We will not have the answer to the question until they start shipping and get benchmarked outside of AMD's own labs. As that day draws closer, some leaked benchmark figures have found their way to the web, that potentially give us a preview of the new EPYC Rome family. We can also see how performance compares to Intel's Xeon Gold family.

AMD's upcoming EPYC 7452 processor made a brief appearance at OpenBenchmarking. The results have since been pulled, though not before they could be screen-grabbed and preserved for curious eyeballs. Let's start with the specs...

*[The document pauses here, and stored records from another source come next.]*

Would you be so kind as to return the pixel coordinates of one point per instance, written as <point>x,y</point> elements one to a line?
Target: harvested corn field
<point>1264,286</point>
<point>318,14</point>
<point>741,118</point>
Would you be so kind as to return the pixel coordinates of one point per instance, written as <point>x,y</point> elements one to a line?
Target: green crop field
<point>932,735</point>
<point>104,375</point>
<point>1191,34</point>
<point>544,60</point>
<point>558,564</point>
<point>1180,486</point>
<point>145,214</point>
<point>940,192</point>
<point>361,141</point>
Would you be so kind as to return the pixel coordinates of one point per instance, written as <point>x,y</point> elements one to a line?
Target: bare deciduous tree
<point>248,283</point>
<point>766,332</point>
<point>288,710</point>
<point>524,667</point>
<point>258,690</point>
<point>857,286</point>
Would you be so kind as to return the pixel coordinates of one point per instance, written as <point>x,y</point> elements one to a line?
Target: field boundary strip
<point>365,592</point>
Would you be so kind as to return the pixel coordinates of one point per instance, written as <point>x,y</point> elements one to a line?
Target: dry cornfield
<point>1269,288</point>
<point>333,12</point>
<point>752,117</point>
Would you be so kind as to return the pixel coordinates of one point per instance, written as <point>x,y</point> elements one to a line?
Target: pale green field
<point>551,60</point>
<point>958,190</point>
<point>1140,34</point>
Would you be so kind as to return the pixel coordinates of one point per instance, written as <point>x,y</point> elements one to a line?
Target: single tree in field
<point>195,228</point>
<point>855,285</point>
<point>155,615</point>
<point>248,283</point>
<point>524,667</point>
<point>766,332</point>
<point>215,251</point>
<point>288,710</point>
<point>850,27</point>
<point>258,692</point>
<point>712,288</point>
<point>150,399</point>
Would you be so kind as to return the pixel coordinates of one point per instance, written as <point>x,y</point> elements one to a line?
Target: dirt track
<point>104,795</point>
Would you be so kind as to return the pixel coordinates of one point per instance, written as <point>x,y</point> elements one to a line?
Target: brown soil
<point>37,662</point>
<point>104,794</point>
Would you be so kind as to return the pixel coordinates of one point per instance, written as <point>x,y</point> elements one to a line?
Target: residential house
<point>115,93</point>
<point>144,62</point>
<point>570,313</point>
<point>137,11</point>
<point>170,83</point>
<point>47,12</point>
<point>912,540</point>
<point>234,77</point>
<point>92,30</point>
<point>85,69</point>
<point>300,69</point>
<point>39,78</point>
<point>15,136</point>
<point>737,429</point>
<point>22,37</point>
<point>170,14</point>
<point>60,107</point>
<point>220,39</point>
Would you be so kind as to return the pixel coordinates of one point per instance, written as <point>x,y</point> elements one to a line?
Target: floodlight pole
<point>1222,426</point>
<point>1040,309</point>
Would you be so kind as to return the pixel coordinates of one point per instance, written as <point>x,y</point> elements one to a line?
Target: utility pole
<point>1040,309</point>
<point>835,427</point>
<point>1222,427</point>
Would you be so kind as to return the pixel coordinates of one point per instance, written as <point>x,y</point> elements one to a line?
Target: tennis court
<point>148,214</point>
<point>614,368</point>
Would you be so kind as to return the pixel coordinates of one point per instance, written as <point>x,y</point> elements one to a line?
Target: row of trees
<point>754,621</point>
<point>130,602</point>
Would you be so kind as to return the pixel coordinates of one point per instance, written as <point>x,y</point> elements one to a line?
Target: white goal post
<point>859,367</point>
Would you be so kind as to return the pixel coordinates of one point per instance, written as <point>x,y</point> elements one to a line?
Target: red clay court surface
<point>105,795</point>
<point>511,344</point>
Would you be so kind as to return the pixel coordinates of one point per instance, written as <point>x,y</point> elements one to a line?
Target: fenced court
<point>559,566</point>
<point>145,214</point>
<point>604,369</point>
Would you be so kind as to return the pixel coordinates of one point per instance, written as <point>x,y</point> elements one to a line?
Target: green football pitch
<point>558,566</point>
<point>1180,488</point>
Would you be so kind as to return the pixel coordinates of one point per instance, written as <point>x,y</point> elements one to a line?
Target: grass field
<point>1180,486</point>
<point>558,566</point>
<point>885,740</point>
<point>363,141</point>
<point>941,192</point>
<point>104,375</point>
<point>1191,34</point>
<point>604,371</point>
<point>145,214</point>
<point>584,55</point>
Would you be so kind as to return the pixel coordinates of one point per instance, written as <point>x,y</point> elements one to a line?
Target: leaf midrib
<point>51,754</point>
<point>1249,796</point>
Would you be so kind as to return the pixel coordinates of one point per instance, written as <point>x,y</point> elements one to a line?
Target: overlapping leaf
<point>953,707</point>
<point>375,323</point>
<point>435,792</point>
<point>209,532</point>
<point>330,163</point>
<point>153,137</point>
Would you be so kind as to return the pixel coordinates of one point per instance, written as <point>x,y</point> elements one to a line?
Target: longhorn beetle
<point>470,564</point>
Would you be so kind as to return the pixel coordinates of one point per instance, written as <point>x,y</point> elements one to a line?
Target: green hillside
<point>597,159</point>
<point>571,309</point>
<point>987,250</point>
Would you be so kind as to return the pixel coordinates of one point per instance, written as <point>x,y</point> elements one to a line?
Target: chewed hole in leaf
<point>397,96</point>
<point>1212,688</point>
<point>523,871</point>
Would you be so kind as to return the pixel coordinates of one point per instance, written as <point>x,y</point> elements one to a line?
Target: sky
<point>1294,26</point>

AMD EPYC OpenBenchmarks Listing
Click to Enlarge (Source: OpenBenchmark via WCCFTech)

AMD's EPYC 7452 is based on Zen 2 and boasts 32 physical cores and 64 threads. It clocks at 2.35GHz, giving it a 350MHz speed bump over its predecessor, the EPYC 7551 ("Naples"), which has the same number of cores and threads.

In this case, the chip was tested in a dual-socket motherboard, so there are actually two CPUs working in tandem to crunch through workloads. That is a total of 64 cores and 128 threads. Though it is reported that way, it is not to be confused with an actual 64-core/128-thread EPYC processor, which AMD also has on tap.

The EPYC 7452 was tested and compared with not just he Naples part, but also Intel's Xeon Gold 6148 CPU, which has 20 cores and 40 threads clocked at 2.4GHz to 3.7GHz. Like AMD's part, the Xeon processor was tested in a dual-socket configuration.

What about cost and TPD? The Xeon Gold 6148 has a 150W TPD and costs around $3,070. AMD's EPYC 7551 is a 180W part that costs around $3,600. So we expect that the EPYC 7452 will have a lower TDP compared to EPYC 7551, and possibly a lower price tag too (though none of those details have been confirmed).

Now, onto the benchmarks...

AMD EPYC 7452 OpenBenchmark Results
Click to Enlarge (Source: OpenBenchmarks via WCCFTech)

There are a variety of workloads depicted above. AMD's EPYC 7452 came out ahead in four of the seven, and scored close to the Intel Xeon part in two of them, including build-php and compress-gzip. Where the EPYC 7452 notched victories, it did so in convincing fashion, for the most part.

Here is a more detailed breakdown of the numbers and performance...

AMD EPYC 7452 Benchmarks
Source: OpenBenchmarks via WCCFTech

Assuming the benchmarks are legitimate, this is a good showing for Rome, and the EPYC 7452 specifically. While none of this is super exciting for the average consumer, it speaks to AMD's shift to 7nm and its Zen 2 architecture, and also the company's ongoing strategy to capture more of the lucrative server market.

As it pertains to that last point, AMD has been chipping away at Intel's dominance in the server sector, with regards to market share. It's been a slow climb, but according to recent data published by Spiceworks, a professional network for the information technology (IT) industry, 5 percent of businesses are expected to add AMD server hardware with in the next two years, and 8 percent if looking at two years and beyond.

Intel will still hold a massive lead in overall server CPU market share, but AMD's Rome lineup could be a big step in the right direction.